Imagine you are at a busy party, and your friend asks you to count how many people are wearing red hats.

In the past, if you tried to do this, you might accidentally count the people wearing pink hats or orange hats because they look so similar. You'd end up with a number that's too high. This is the problem most current computer vision systems face: they are great at finding "red things," but they struggle when you need to say, "Count the red hats, but ignore the pink ones."

This paper introduces a new system called CountEx that solves this problem. Here is how it works, explained simply:

1. The Problem: The "Confusing Crowd"

Current AI models are like a guest at the party who only listens to the first part of your sentence. If you say, "Count the red hats," they start counting everything red. If the room is full of red, pink, and orange hats, they get confused and count the wrong ones. They lack the ability to say, "Wait, I don't want the pink ones."

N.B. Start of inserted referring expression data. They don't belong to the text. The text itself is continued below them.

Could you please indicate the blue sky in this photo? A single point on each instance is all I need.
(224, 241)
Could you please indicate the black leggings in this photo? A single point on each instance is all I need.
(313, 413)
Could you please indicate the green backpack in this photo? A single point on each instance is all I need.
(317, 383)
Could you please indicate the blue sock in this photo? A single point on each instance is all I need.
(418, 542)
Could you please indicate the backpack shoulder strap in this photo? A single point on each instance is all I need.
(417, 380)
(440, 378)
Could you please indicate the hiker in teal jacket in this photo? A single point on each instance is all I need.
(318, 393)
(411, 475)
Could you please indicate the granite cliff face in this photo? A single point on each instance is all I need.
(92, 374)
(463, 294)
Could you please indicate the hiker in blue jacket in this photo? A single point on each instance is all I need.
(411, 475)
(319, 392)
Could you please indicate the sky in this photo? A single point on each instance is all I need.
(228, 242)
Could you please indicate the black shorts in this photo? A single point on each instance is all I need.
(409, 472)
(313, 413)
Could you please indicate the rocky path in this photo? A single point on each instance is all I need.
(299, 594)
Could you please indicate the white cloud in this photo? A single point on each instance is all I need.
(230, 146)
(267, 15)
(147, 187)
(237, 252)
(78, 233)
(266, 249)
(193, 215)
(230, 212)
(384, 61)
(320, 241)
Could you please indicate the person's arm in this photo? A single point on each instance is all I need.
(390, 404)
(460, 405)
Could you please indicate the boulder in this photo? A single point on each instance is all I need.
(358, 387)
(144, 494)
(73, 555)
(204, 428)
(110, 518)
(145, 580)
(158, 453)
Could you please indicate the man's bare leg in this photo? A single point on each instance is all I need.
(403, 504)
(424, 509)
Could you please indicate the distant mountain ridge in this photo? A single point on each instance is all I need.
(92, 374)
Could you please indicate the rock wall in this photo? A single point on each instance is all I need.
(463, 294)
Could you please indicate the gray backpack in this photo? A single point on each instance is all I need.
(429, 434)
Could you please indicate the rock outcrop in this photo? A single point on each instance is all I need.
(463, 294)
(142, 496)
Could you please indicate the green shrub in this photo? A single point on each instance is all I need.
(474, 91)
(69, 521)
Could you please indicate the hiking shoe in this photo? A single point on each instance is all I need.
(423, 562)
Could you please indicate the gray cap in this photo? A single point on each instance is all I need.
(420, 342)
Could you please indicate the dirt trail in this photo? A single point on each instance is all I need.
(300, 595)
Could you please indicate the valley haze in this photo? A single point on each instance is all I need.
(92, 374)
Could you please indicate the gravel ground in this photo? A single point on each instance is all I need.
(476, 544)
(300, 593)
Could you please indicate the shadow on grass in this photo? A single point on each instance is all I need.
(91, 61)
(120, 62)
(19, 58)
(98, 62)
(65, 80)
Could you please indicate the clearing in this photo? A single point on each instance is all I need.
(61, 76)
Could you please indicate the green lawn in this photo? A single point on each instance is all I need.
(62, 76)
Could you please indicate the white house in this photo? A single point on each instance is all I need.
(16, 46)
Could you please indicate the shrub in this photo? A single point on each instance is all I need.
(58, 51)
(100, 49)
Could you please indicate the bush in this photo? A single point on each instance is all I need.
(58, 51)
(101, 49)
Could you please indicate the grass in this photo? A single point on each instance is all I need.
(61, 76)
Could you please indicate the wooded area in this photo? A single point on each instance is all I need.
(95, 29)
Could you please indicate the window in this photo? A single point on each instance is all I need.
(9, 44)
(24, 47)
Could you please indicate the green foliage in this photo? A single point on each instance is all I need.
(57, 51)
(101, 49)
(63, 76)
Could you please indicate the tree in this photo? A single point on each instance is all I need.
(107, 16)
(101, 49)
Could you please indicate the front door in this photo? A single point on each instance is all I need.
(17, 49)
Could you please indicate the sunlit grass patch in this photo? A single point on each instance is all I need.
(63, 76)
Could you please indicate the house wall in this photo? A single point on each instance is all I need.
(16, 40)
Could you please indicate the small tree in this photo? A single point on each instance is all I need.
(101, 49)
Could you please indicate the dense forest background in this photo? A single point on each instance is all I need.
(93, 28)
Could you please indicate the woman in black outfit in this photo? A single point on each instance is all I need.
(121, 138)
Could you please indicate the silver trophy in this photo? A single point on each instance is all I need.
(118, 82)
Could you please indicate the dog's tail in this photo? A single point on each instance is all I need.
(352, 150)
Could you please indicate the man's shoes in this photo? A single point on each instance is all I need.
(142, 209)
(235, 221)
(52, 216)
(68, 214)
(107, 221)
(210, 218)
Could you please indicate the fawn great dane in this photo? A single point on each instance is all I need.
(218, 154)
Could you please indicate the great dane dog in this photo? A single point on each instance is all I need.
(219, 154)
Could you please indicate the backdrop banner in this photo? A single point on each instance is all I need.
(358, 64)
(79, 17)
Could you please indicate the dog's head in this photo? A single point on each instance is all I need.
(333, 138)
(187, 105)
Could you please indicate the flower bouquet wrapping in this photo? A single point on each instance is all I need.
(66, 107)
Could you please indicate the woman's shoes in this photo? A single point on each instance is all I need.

2. The Solution: The "Smart Filter" (CountEx)

CountEx is like a super-smart party guest who listens to the whole sentence. You can say, "Count the red hats, not the pink ones."

To do this, CountEx uses two main tools:

  • The "Yes" List: A description or a picture of what you want (e.g., "Red hats").
  • The "No" List: A description or a picture of what you don't want (e.g., "Pink hats").

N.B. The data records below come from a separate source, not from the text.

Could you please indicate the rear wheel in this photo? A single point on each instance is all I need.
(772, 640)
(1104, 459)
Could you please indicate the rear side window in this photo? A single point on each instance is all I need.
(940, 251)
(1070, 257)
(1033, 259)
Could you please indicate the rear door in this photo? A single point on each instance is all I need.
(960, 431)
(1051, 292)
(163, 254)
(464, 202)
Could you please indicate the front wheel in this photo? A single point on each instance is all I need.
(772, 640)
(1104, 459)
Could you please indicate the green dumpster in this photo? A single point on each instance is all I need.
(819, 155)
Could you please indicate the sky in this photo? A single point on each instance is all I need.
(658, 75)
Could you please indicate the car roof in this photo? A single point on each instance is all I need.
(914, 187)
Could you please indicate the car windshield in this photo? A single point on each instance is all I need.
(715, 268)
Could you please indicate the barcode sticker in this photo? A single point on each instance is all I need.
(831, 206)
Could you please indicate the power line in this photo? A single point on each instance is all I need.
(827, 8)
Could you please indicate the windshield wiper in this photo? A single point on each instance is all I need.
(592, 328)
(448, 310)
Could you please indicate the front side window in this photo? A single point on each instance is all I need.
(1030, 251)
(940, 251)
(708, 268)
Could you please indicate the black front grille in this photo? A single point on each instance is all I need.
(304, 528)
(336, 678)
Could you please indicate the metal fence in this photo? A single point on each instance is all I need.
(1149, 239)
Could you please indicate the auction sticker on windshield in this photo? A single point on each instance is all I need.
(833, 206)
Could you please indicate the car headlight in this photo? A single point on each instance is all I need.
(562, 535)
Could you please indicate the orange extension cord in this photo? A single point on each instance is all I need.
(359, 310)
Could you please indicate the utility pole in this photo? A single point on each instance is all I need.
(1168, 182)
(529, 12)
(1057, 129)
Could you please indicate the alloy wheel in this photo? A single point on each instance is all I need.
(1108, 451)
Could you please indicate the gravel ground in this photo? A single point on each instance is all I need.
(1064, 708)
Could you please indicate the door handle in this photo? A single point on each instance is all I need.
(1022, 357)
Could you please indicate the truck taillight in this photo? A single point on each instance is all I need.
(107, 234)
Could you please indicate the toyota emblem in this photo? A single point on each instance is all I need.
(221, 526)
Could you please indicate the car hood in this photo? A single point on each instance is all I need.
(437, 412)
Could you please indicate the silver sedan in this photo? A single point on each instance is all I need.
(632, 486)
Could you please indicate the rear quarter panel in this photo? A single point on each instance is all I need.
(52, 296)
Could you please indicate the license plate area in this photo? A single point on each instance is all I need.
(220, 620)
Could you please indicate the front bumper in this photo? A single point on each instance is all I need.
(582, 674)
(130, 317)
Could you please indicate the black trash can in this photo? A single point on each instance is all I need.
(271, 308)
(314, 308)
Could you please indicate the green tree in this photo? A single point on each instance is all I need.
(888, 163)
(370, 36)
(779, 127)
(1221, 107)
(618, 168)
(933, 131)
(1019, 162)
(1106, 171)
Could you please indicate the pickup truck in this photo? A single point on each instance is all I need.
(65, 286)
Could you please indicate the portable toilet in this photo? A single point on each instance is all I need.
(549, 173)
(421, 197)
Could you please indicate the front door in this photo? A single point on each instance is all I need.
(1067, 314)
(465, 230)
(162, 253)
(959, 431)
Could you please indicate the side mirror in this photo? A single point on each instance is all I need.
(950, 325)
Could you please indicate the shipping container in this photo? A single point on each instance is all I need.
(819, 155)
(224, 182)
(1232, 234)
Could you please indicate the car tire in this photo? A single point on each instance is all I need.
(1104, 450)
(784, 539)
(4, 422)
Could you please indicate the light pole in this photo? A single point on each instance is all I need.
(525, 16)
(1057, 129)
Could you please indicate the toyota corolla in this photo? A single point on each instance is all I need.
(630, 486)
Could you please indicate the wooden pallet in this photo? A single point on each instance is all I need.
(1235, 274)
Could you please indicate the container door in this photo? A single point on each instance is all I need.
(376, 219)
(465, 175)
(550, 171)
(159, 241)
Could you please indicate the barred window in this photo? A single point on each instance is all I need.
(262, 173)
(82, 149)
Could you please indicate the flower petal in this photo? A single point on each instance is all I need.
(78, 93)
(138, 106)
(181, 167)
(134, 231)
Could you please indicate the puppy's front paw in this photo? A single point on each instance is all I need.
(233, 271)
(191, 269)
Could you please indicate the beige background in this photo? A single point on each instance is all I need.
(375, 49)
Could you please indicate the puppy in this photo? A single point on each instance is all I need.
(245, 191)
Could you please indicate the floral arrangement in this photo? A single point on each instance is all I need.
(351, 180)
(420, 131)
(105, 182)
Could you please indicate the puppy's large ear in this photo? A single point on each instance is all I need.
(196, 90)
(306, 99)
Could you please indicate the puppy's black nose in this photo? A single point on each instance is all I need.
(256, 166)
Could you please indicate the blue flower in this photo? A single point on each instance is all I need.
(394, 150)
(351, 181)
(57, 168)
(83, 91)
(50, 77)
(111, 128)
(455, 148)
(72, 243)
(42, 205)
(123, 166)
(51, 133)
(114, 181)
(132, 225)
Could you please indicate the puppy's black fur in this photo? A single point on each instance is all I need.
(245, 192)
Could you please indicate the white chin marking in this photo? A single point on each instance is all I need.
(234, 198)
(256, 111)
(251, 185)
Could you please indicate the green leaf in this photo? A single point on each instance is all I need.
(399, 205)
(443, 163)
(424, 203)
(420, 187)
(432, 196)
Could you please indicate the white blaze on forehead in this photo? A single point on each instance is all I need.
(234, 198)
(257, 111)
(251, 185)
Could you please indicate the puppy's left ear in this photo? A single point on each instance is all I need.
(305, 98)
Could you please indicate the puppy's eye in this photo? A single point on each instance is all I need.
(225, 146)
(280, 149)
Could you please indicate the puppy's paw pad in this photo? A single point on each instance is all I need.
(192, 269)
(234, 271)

3. How It Works: The "Sieve and Sponge" Analogy

The magic happens inside a special module called the Discriminative Query Refinement (DQR). Think of this process like a three-step kitchen recipe:

  • Step 1: The Common Ground (Shared Features)
    Imagine you have a bag of red hats and a bag of pink hats. First, CountEx looks at both bags and says, "Okay, these are both hats. They both have a brim and a crown." It creates a "common hat template." This ensures the AI doesn't forget that it's looking for hats at all.

  • Step 2: The Difference (Exclusive Features)
    Next, it looks at the "No" list (the pink hats) and asks, "What makes these specifically pink and not red?" It isolates the "pinkness" and puts it in a separate bucket. It ignores the "hat-ness" and focuses only on the "pinkness."

  • Step 3: The Filter (Selective Suppression)
    Now, it goes back to the "Yes" list (the red hats). It takes the "pinkness" bucket and uses it like a sieve or a sponge. It gently squeezes the "pink" features out of the red hats.

    • If a hat is truly red, the sponge doesn't soak it up.
    • If a hat is actually pink (but the AI thought it was red), the sponge soaks it up and removes it from the count.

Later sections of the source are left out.